The weather prophet boiled over. Ignoring the youth who had given
the infuriating news, he addressed the crowd:

“Do you hear that, folks? That limb of Satan is a-settin’ in my
front parlor and Betsey hasn’t any one with her! It’s the most
outrageous outrage that was ever outraged. Do you ’spose I’m goin’
to stand it?”

“What will you do about it?” asked a neighbor tauntingly.

“What will I do ’bout it? I’ll show him. He’s one of the varmints
that stole that sweet innercent child. _Let’s lynch him!_”

The proposal struck fire on the instant. Nothing is so excitable as
an American crowd, and an impetuous leader can do anything with it.
A dozen voices shouted:

“That’s it! lynch him! lynch him! come on, boys! we’re together in
this.”

The last words were uttered by a tall, middle-aged farmer without
coat or vest. He had a clear, ringing voice, as if born to command.
In a twinkling he was at the head of the swarm which was increasing
in numbers every minute, with every one ardent to carry out the
startling proposal first made by Uncle Tommy Waters.

Harvey Hamilton was alarmed. It has been shown that he had not a
shadow of sympathy for the criminal, who was bound in the cabin of
the weather prophet, but he knew the detective’s sentiments. He had
left the prisoner behind in order to save him from the very fate
that now threatened, and which had been precipitated by the truth
the youth saw no way of holding back from them.

Standing beside his silent machine, Harvey shouted:

“You mustn’t do that! It is contrary to law; the courts will punish
him; leave him to them!”

“Yes,” sneered the leader, halting long enough to exchange a few
words; “he won’t be in jail more than three months when he’ll be
pardoned or they’ll let him out on parole; it’ll cost money to
convict him and we’ll save the State the expense.”

“You are mistaken; there is too much resentment over this Black Hand
business to show any mercy to the criminals.”

“That’s what’s the matter with this crowd; come on, boys!”

The mob was moving off, when Detective Pendar, still holding the
hand of Grace Hastings, came hurrying from the street to the front
of the hotel.

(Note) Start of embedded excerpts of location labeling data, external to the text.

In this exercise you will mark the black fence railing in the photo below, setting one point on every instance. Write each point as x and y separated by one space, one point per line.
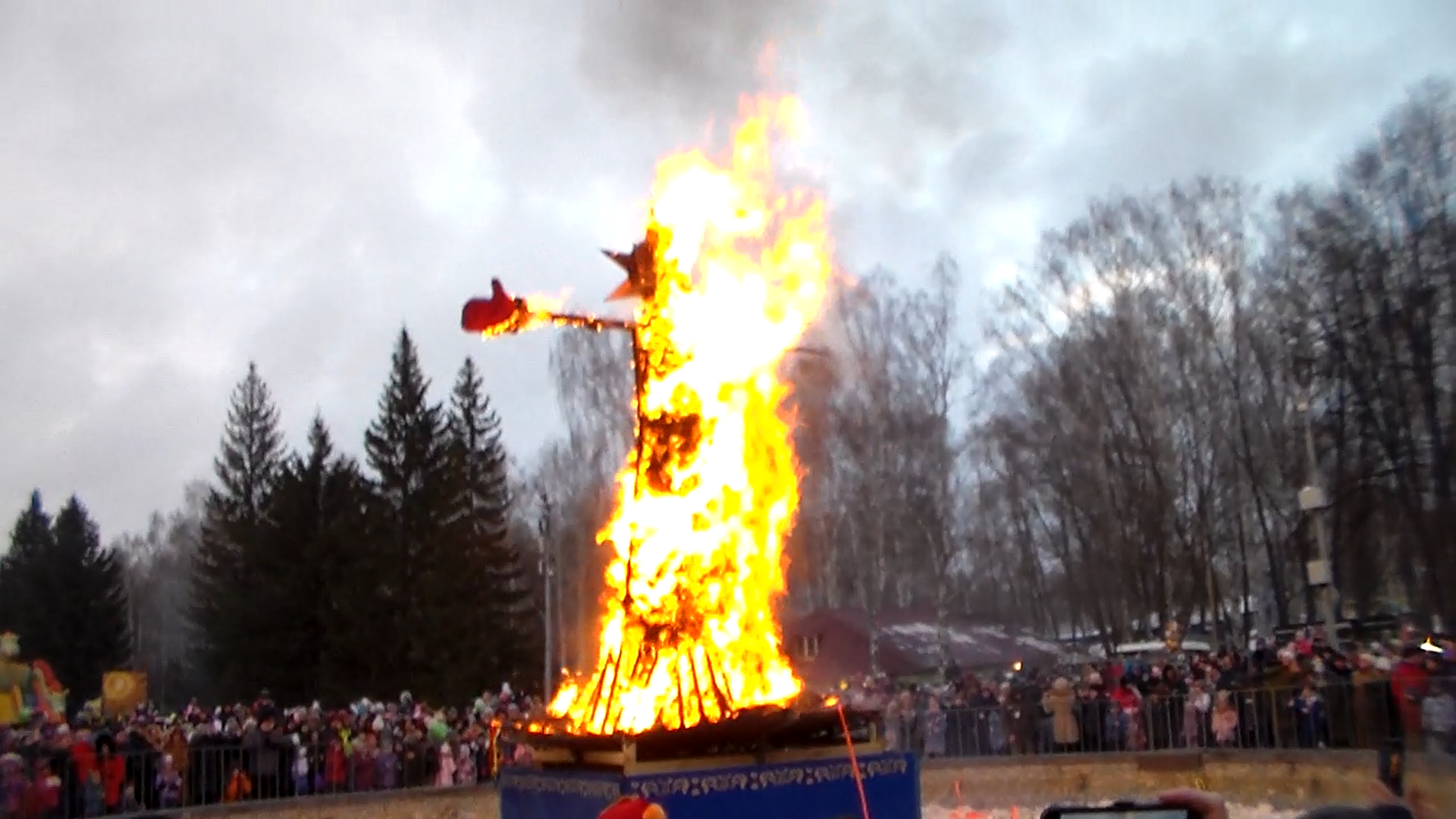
50 783
67 784
1332 716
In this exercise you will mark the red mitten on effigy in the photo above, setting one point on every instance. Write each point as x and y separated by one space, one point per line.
634 808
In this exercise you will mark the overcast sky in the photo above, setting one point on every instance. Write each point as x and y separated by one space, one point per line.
185 186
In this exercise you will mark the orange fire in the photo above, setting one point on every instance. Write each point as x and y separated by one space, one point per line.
689 632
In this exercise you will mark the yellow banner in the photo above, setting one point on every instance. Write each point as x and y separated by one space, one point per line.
123 691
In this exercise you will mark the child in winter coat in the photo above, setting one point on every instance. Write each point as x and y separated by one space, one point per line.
465 765
386 767
92 796
239 786
444 777
1439 719
169 784
1225 720
300 768
335 767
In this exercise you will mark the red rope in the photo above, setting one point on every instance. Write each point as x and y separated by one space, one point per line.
854 763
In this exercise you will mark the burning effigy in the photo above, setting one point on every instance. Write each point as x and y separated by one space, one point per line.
691 670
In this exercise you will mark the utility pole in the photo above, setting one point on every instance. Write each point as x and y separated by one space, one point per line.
548 572
1313 502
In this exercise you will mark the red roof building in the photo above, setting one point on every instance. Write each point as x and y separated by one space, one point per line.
832 646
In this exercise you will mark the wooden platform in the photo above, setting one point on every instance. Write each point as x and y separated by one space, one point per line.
753 736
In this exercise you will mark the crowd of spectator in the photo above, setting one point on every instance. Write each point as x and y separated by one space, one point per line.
1302 694
152 761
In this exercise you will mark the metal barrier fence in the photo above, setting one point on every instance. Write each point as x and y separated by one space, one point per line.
61 784
1335 716
223 771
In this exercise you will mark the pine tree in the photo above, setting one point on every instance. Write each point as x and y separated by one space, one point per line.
490 572
92 608
325 608
66 596
31 539
406 447
229 582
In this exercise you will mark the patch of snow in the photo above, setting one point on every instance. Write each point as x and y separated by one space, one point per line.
1033 812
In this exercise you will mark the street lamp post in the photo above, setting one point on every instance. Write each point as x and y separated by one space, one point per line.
548 572
1315 502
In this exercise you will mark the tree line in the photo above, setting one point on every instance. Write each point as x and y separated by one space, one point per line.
1125 439
1114 439
306 572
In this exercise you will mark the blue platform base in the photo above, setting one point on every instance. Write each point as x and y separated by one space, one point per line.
821 789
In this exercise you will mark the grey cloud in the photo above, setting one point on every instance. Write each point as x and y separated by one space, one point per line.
686 57
185 187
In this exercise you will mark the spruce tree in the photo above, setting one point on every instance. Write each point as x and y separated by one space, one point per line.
91 610
328 608
491 585
237 649
66 596
406 447
20 599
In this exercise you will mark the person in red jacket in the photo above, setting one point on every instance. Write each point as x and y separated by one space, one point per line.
112 771
632 808
1408 687
42 796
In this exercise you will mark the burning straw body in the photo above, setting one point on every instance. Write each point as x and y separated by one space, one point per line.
727 280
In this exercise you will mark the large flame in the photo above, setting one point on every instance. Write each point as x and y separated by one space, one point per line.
698 531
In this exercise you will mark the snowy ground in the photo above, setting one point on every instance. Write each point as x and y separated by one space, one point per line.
1033 812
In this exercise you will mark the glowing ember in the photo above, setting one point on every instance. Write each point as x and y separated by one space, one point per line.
734 273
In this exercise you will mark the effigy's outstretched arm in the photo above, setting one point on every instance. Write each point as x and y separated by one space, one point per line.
504 314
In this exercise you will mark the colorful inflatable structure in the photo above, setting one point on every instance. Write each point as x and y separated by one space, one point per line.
27 689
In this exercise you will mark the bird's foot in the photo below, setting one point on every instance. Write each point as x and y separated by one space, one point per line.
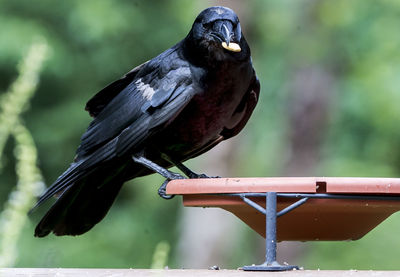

He read the meaning of what he heard and saw, and
raised his hand for attention.

“I appreciate your feelings, my friends, but you mustn’t stain the
fair name of Pennsylvania by such an illegal deed as you have in
mind. The law will punish these men. Here is the little child, and
you can see she has not been harmed in the least.”

It was an unfortunate appeal. The sight of the frightened girl and
the knowledge that she was the victim of a most cruel wrong, roused
the fury of the men to a white heat. The protesting detective was
swept aside like chaff, and the whole party broke into a run for the
home of Uncle Tommy Waters, with the weather prophet himself in the
lead.



                             CHAPTER XXXII.

                        MYSTERIES ARE EXPLAINED.


If the wrathful Uncle Tommy Waters could have looked in upon his
home at the time Harvey Hamilton was telling his story, he would
have seen there was no ground for misgiving so far as the partner of
his joys was concerned.

A muscular woman, with a big iron poker in hand, a massive dog
nosing about the house and ready at instant call, surely had little
to fear from a man whose wrists were encircled by steel bracelets
and who was swathed like a mummy in a network of rope, no matter how
sinister his mood might be. She, too, had heard from her husband the
story of the kidnapping of little Grace Hastings, and having a child
of her own of about the same age, she gave it as her honest opinion
that every one of the criminals should be burned at the stake,
thrown head first into a well, tumbled over the highest precipice in
the world, and then left to perish with cold in the region
discovered by Commander Peary and not discovered by Dr. Cook.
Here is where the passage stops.